Actually, the gossip dates back a little farther than the summer. For the last six months or so the science media have been abuzz with speculation about which (if either) of the world’s two most powerful particle accelerator labs will be first to discover a “legendary” particle that has eluded physicists for decades. According to a longstanding and central theory of physics, this “God particle”-or the Higgs boson as it’s called-gives mass to all other particles in the universe, such as the more common protons, neutrons, and electrons of basic chemistry. To date, nobody has found it, but that has not stopped rumors of its discovery from flying in the press.
In early 2008, the Large Hadron Collider, the world’s most powerful particle accelerator will open in Switzerland at the European Organization for Nuclear Research, or CERN. Many physicists believe that the circular collider, which is seventeen miles long and 300 feet below ground, is our best chance for finding the Higgs. Of course, with an $8 billion price tag, if the collider fails to produce the Higgs, or another significant discovery, it could derail all of the momentum (and funding) behind experimental particle physics. “Barring a breakthrough, it’s hard to imagine how the project can continue,” Elizabeth Kolbert concluded in a long article about the Large Hadron Collider for The New Yorker in May. “Such an outcome would not mean that the fundamental order of the universe is unknowable. But it might well mean that we will never know it.”
The upshot, says Overbye (who had a similar profile of the European collider in the Times the day after Kolbert’s piece), is, “If the CERN experimenters find the Higgs, Nobel Prizes will flow like water.” That puts a lot of pressure on European physicists, but also on the Swiss lab’s biggest competitor-the Fermi National Accelerator Lab outside of the Chicago. Fermilab, as it’s known, operates the Tevatron, which will remain the world’s most powerful collider until its European counterpart opens next spring. “The advent of the CERN collider also cements a shift in the balance of physics power away from American dominance that began in 1993,” Overbye wrote.

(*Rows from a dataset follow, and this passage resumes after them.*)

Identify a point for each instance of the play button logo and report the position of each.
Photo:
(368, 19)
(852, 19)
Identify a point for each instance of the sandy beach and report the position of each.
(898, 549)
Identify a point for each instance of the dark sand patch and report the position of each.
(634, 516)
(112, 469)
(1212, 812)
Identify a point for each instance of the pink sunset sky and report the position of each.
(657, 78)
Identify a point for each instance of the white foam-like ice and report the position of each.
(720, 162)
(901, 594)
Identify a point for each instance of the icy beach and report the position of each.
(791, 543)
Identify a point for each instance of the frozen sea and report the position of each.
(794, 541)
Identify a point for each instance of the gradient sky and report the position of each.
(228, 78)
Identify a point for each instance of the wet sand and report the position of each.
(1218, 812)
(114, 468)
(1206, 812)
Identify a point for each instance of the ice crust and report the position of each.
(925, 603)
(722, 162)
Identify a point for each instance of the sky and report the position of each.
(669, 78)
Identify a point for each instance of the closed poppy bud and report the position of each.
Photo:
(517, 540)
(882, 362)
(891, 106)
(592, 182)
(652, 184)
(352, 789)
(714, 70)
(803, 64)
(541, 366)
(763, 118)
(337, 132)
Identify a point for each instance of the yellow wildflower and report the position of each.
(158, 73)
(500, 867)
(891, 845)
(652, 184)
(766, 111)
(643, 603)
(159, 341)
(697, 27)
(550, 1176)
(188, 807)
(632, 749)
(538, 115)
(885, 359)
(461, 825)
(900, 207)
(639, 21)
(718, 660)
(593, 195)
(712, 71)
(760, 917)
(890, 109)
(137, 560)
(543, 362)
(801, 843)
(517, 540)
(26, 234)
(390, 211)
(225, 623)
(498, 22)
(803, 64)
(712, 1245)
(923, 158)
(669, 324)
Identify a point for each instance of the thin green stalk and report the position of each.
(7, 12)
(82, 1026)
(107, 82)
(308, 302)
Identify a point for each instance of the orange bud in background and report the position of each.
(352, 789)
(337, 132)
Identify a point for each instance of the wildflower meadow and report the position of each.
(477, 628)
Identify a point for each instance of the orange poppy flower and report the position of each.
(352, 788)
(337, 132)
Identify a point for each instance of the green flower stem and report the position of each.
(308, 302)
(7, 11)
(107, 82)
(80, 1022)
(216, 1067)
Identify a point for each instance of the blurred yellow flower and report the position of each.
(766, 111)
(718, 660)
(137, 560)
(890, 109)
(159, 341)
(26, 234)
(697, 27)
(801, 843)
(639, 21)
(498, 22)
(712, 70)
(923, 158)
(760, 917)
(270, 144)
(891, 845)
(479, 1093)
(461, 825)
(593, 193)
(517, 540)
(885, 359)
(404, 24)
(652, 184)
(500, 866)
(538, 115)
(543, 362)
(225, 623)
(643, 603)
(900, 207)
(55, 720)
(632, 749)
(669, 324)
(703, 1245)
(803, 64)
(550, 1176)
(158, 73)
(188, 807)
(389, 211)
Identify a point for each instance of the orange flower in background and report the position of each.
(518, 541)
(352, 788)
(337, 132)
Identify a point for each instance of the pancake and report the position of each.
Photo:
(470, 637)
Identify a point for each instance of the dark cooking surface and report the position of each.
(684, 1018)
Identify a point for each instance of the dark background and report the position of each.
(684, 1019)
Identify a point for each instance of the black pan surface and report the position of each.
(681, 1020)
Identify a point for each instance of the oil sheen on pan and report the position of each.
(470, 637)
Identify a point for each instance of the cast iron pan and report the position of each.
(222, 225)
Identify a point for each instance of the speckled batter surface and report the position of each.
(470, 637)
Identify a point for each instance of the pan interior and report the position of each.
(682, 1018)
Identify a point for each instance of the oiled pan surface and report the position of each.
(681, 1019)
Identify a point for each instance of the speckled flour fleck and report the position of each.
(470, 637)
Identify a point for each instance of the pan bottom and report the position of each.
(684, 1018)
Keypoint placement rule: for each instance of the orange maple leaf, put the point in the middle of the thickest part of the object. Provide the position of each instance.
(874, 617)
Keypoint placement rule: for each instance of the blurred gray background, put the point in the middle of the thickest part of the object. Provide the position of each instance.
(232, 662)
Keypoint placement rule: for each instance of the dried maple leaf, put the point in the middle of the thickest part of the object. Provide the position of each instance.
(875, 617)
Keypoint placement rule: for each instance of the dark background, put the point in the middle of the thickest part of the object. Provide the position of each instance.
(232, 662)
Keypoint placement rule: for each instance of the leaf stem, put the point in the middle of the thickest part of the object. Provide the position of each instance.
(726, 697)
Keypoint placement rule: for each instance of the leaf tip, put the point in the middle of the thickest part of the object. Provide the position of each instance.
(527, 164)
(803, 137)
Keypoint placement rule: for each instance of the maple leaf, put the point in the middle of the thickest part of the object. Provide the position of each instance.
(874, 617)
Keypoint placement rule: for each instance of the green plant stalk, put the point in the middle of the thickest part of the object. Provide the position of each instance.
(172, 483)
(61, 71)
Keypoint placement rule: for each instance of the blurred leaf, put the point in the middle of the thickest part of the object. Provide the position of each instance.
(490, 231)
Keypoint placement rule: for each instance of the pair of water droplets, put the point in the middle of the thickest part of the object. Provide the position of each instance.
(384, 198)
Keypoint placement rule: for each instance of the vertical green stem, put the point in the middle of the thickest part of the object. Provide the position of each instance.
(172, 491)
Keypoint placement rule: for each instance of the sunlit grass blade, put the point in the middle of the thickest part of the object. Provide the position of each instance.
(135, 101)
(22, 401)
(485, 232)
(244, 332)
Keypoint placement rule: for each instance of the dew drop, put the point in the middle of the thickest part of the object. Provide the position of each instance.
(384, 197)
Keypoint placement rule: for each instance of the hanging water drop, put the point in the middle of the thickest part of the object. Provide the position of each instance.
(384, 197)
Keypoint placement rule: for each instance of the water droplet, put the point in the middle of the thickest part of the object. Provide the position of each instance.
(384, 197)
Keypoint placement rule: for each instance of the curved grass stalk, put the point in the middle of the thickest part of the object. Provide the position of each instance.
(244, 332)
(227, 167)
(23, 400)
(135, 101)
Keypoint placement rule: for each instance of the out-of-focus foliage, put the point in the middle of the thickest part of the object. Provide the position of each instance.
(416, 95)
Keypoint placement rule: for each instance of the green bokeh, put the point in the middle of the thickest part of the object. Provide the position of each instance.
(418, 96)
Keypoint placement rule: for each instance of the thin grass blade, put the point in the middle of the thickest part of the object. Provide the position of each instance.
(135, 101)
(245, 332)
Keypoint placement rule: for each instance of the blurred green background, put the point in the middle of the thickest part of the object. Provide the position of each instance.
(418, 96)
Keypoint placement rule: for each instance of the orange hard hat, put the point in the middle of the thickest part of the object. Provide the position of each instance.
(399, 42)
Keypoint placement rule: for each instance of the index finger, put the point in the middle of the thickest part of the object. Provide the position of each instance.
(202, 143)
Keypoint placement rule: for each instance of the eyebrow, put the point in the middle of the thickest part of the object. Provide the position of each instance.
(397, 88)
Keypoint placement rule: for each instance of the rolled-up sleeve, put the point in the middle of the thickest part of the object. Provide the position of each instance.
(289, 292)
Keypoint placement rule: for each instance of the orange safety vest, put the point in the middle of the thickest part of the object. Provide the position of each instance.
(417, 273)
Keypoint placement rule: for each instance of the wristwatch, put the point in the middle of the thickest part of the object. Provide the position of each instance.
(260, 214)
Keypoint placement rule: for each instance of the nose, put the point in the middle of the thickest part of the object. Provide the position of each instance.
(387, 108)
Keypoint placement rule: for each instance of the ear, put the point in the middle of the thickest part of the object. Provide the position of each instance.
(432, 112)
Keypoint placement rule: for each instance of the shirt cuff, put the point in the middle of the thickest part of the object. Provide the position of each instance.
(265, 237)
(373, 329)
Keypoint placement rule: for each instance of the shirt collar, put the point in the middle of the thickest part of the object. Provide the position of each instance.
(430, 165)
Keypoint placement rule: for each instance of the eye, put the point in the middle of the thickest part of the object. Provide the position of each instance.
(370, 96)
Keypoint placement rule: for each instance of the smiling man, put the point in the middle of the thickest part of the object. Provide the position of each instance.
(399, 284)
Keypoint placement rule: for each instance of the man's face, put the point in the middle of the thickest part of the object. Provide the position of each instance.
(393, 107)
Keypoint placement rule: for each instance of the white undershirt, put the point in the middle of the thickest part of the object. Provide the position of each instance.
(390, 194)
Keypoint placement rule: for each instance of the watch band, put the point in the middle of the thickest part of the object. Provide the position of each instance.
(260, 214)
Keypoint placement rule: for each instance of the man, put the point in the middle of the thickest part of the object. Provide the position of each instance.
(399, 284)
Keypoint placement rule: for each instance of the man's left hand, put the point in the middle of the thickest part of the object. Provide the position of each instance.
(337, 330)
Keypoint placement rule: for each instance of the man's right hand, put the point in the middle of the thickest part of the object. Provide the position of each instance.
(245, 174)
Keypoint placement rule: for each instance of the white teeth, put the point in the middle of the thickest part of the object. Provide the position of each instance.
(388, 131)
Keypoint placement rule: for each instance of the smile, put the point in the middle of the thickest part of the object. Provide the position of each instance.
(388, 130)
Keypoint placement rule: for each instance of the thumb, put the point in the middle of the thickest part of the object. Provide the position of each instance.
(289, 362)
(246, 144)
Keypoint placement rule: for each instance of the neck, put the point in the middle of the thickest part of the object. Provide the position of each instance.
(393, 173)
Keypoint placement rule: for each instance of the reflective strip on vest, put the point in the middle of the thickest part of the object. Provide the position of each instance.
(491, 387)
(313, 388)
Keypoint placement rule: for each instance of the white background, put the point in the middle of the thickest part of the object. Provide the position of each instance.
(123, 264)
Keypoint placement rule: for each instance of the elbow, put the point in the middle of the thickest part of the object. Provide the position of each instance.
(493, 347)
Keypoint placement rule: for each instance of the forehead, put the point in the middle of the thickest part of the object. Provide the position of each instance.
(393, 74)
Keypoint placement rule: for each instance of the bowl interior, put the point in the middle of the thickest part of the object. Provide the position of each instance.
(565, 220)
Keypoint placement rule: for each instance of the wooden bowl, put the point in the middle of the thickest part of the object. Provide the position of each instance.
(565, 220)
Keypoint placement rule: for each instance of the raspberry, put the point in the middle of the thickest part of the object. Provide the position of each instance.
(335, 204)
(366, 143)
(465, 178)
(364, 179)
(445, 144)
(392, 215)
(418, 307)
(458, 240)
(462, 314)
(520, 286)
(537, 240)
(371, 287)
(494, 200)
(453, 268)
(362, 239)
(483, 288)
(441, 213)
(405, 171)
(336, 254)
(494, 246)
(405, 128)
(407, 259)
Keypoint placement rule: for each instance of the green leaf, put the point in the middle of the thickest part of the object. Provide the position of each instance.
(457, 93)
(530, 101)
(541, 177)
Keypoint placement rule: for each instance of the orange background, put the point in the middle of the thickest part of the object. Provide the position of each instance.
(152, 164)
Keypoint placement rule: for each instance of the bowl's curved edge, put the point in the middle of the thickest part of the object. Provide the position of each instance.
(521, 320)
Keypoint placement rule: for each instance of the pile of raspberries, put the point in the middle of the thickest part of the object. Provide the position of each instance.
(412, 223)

Because of such pressures, Fermilab, which is due to shut down by 2010, has been the source of at least two recent and well-publicized rumors suggesting that the aging operation has made some significant, but unverified and unannounced Higgs-related discoveries. In the cases of both rumors, the gossip and hearsay surrounding the unsubstantiated “discoveries” at Fermilab began in the blogosphere and spread to mainstream media.
In January, Dr. John Conway, a scientist who works on one of two rival teams at Fermilab’s Tevatron, speculated on the blog Cosmic Variance about a “bump” in his data that might have been evidence for the Higgs boson. The data did not hold up, and the scientist never specifically claimed that it did, but his post nonetheless sparked a widely circulated rumor that the Higgs had been found. “The result was a flurry of invitations and publicity,” Overbye wrote this week in the Times, “including articles in publications like New Scientist and The Economist.”
Then, on May 28, an anonymous scientist asked-on a blog operated by Tommaso Dorigo, a scientist on the other of Tevatron’s two teams-if an unrelated rumor he had heard that Dorigo’s team had made a significant Higgs-related discovery was true. Dorigo was noncommittal, but acknowledged hearing the rumor, too, drawing criticism from some of his more reserved colleagues. Again, however, the rumor had already taken hold, and the story was picked up by Slate. The article clearly states that the so-called discovery is mere rumor, but nonetheless goes on to discuss the implications for CERN if Fermilab were to find the Higgs first.